A good rule of thumb is that the greater the similarity of the sequences of two polypeptide chains, the more likely they are to have similar three-dimensional structures and similar functions. While this comparative approach is very powerful, caution must always be exercised when attributing to one protein, or a part of a protein, a function or structure similar to that of another protein based only on amino acid sequence similarities. There are examples in which proteins with similar overall structures display different functions, as well as cases in which functionally unrelated proteins with dissimilar amino acid sequences nevertheless have very similar folded tertiary structures, as will be explained below. Nevertheless, in many cases, such comparisons of sequences provide important insights into protein structure and function.

80

Use of sequence comparisons to deduce protein structure and function has expanded substantially in recent years as the genomes and messenger RNAs of more and more organisms have been sequenced, permitting a vast array of protein sequences to be deduced. Indeed, the molecular revolution in biology during the last decades of the twentieth century created a new scheme of biological classification based on similarities and differences in the amino acid sequences of proteins.
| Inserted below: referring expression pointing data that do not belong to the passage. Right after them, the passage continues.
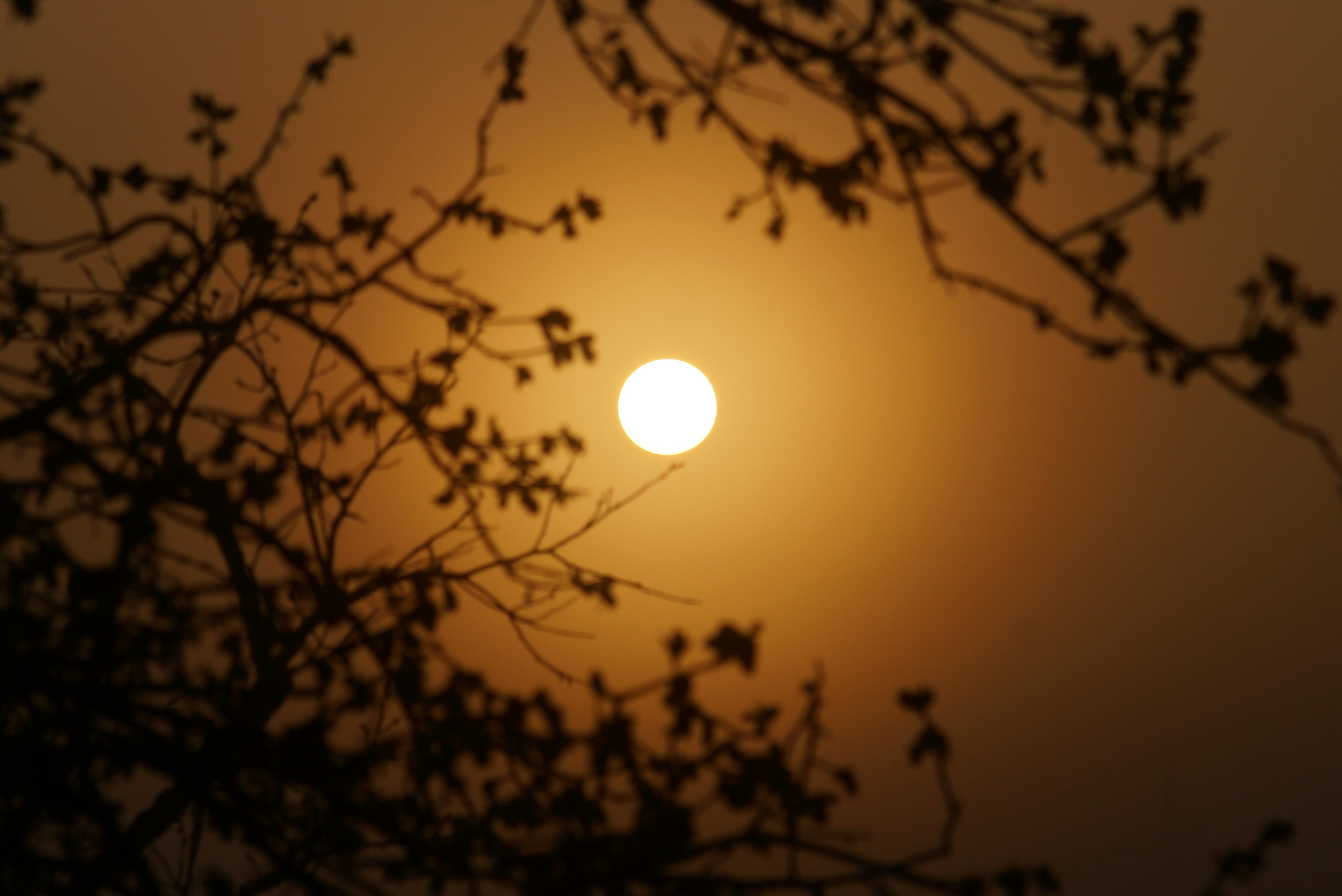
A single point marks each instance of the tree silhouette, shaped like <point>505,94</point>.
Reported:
<point>204,691</point>
<point>951,96</point>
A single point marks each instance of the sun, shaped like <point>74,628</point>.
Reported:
<point>668,407</point>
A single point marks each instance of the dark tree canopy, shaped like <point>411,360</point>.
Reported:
<point>206,693</point>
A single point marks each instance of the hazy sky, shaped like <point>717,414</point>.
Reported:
<point>1126,595</point>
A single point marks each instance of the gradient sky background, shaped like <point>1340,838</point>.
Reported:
<point>1126,595</point>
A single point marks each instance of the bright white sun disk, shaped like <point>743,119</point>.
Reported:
<point>668,407</point>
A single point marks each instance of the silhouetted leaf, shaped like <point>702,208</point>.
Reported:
<point>733,644</point>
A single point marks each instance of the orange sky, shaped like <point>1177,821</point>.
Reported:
<point>1125,593</point>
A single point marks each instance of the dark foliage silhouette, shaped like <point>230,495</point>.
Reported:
<point>206,691</point>
<point>944,97</point>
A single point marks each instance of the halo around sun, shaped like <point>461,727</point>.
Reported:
<point>668,407</point>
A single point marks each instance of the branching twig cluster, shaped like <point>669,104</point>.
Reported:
<point>939,99</point>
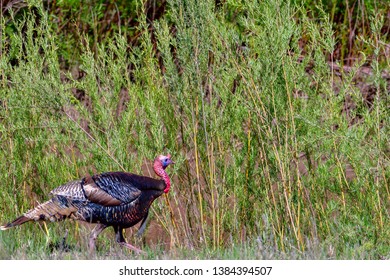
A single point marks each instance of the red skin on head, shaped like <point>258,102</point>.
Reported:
<point>160,170</point>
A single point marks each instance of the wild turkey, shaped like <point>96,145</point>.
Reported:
<point>116,199</point>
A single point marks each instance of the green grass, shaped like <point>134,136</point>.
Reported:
<point>276,155</point>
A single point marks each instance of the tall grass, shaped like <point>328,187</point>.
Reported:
<point>268,152</point>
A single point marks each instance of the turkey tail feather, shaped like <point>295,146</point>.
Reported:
<point>21,220</point>
<point>56,209</point>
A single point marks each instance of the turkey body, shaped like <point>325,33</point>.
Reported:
<point>113,199</point>
<point>116,199</point>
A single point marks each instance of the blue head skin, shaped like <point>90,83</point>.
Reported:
<point>165,161</point>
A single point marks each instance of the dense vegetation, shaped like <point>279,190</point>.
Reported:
<point>276,113</point>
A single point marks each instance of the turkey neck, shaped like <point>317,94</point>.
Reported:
<point>163,174</point>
Proteins that have a common ancestor are referred to as homologs. The main evidence for homology among proteins, and hence for their common ancestry, is similarity in their sequences, which is often reflected in similar structures. We can describe homologous proteins as belonging to a “family” and can trace their lineage—how closely or distantly they are related to one another in an evolutionary sense—from comparisons of their sequences. Generally, more closely related proteins exhibit greater sequence similarity than more distantly related proteins because, over evolutionary time, mutations accumulate in the genes encoding these proteins. The folded three-dimensional structures of homologous proteins may be similar even if some parts of their primary structure show little evidence of sequence homology. Initially, proteins with relatively high sequence similarities (>50 percent exact amino acid matches, or “identities”) and related functions or structures were defined as an evolutionarily related family, while a superfamily encompassed two or more families in which the interfamily sequences matched less well (~30–40 percent identities) than within one family. It is generally thought that proteins with about 30 percent sequence identity are likely to have similar three-dimensional structures; however, such high sequence identity is not required for proteins to share similar structures. Revised definitions of family and superfamily have been proposed, in which a family comprises proteins with a clear evolutionary relationship (>30 percent identity or additional structural and functional information showing common descent but <30 percent identity), while a superfamily comprises proteins with only a probable common evolutionary origin—for example, lower sequence identities but one or more common motifs or domains.

The kinship among homologous proteins is most easily visualized by a tree diagram based on sequence analyses. For example, the amino acid sequences of globins—the proteins hemoglobin and myoglobin and their relatives from bacteria, plants, and animals—suggest that they evolved from an ancestral monomeric oxygen-binding protein (Figure 3-14b). With the passage of time, the gene for this ancestral protein slowly changed, initially diverging into lineages leading to animal and plant globins. Subsequent changes gave rise to myoglobin and to the α and β subunits of the tetrameric hemoglobin molecule (α2β2) of the vertebrate circulatory system.